Just one week ago we heard that a fellow "Elite" MTB'er was expressing the opnio that Nic should "stop being miserable and get on with it (the surgery)"... At first we were pretty pissed off at such uniformed and misplaced comments. But on further reflection I just feel sorry for that person who has developed that tunnel vision.

This (below) is Nic, getting on with it. Look's like the polar opposite of miserable if you ask me!

Wednesday, April 13, 2011

XTERRA Preparation unmasked....

I spent Sunday morning after XTERRA playing in the forest with Richard Ussher. He was keen to upskill himself on the MTB and learn a few of the finer points. I suggested he might want to try some of my preparation which even XTERRA's greatest/winningest athlete dabbles in regularly.

Here is me "training" one week out from XTERRA NZ. Not looking too bad I reckon?

The beauty of a photo shoot means you get lots of attempts at making things look good. The flipside is that it'll also catch some less composed moments.

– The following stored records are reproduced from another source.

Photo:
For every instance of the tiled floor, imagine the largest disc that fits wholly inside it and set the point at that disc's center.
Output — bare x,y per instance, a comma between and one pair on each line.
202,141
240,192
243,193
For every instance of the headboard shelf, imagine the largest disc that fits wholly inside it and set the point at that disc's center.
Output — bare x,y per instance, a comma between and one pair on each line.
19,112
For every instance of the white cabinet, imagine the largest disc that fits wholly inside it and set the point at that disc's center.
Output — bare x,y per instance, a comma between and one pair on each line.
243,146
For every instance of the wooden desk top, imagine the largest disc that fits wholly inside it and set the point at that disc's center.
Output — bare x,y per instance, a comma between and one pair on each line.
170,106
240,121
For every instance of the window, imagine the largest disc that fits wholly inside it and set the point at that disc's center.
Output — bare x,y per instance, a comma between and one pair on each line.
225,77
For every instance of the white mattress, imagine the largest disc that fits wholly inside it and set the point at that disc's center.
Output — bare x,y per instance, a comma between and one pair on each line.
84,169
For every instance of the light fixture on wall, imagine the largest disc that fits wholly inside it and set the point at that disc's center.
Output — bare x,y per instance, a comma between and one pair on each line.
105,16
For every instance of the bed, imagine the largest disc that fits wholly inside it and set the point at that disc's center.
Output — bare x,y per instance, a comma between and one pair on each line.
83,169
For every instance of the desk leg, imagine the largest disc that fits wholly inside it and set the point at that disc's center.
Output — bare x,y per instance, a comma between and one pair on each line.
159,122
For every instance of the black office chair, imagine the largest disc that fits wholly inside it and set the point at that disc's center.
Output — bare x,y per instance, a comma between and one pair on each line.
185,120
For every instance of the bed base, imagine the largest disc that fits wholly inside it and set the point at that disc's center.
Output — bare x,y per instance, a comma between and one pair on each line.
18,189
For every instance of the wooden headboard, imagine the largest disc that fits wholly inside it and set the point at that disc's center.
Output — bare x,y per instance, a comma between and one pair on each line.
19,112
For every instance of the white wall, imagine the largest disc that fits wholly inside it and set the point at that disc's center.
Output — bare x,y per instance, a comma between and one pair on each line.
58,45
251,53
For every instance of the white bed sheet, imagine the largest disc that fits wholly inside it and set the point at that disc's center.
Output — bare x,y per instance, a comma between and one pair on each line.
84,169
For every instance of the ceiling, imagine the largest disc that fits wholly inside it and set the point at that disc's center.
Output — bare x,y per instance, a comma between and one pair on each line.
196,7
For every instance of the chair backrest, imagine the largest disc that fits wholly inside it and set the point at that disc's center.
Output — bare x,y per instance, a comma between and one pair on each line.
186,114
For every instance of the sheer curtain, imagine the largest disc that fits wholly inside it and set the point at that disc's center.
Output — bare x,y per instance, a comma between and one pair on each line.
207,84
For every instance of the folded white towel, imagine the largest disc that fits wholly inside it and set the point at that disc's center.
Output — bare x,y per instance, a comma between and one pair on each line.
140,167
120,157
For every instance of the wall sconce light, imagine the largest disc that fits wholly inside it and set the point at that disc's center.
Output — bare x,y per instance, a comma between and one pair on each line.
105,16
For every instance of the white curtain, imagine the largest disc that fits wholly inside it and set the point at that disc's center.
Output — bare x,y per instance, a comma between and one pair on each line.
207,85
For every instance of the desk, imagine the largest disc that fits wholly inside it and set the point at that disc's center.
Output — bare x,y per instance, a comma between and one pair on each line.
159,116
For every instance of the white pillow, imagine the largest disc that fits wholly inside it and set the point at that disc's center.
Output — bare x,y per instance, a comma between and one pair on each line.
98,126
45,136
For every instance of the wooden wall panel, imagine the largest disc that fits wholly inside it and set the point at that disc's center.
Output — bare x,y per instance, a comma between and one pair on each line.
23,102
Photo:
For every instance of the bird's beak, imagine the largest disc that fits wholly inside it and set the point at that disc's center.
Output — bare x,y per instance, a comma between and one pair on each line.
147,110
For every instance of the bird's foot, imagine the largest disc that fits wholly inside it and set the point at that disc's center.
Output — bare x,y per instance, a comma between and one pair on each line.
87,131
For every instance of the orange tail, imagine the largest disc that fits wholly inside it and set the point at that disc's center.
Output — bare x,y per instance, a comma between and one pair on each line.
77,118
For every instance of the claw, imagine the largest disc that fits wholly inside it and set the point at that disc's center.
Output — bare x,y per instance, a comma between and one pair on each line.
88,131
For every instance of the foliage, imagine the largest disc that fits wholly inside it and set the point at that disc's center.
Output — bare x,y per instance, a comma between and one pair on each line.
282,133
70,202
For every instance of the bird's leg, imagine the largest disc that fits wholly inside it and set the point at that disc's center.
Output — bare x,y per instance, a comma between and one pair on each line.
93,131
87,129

Maybe I'm not that good on a Moto afterall....

Big thanks to Fraser at DRD for the images.

Monday, April 11, 2011

Season done.... Moto time

An exhausted, and relived wave and acknowledgement to the crowd as I round out my season with my 5th straight podium at XTERRA NZ

It is a very broken, but very satisified me that can now officially sign off my season on a positive note, after a hard fought 3rd place at XTERRA NZ on Saturday. I was out classed by Richard Ussher and Scott Thorne, but I gave everything I had on the day, and am more than happy with that.

In reality I bluffed my way through. I was way underdone in training, and was forcing myself through it. 5 weeks ago I'd had enough, and it was only the enjoyment I get from the XTERRA concept that got me back training hard for one last season goal. It was really quite fitting as things kicked off way back in October... when in a similar scenario I bluffed my way to a win in the Whaka 100. If anything this last 6 months has taught me the importance of

a) base training. Without it quality training and recovery becomes near impossible.
b) This is a hobby... its not job and no one pays me to do it... so I had best make sure I pick fun events and targets and don't "force" it

On Saturday it my mental game I was most proud of. My swim was average, and while well down on the leader it was the 1min30 I gave up to Rich and Scott that was most damaging. Anything more than 30sec and you just don't see someone on this course. Without that visual target the chase becomes very hard. The two of them were battling each other while I was battling myself. I held them at a couple of mins by 2/3 of the bike before they edged out late in the ride.

Onto the run I was over 3min down. They were visably flying and I knew the catch was impossible. That is a tough thing to deal with as I focussed on holding 3rd. That is a difficult mindset, and I bumbled through the first 3-4km I felt awful and was running heavy. Aussie Ben Allen wiped out 1min30 of my near 2min gap in the first lap and it seemed all over. But somehow I dug deep enough to pick up the pace, run a 22min lap (maybe quicker... the first was 23 something) and hold him off.

Somewhere in the last week I found my Mojo again. Somewhere between ice-cream, a few beers, the moto, or just talking crap with mates. Maui's World Champs in October now seems exciting and top 10 result a real possibility on a proper committed buildup (Just need to find a few thousand dollars from somewhere first).

But for the next few weeks its couch time, and Moto time. Looking forward to it

Relative calm, before the Chaos of the swim

Halfway through the run, and trying hard to maintain my gap over Aussie Ben Allen

Of all the places, this is where I found my Mojo... lunchtime Friday, and a net session withe the kids at Broadlands School.

LAst week and the Meridian Kids Jam. Cool to see such entusiasm. Also stoked to see a big group of the Rotorua Junior Development group riders (12/13/14yr olds) turn up and volunteer. How come the rest of our Elite athletes aren't that professional?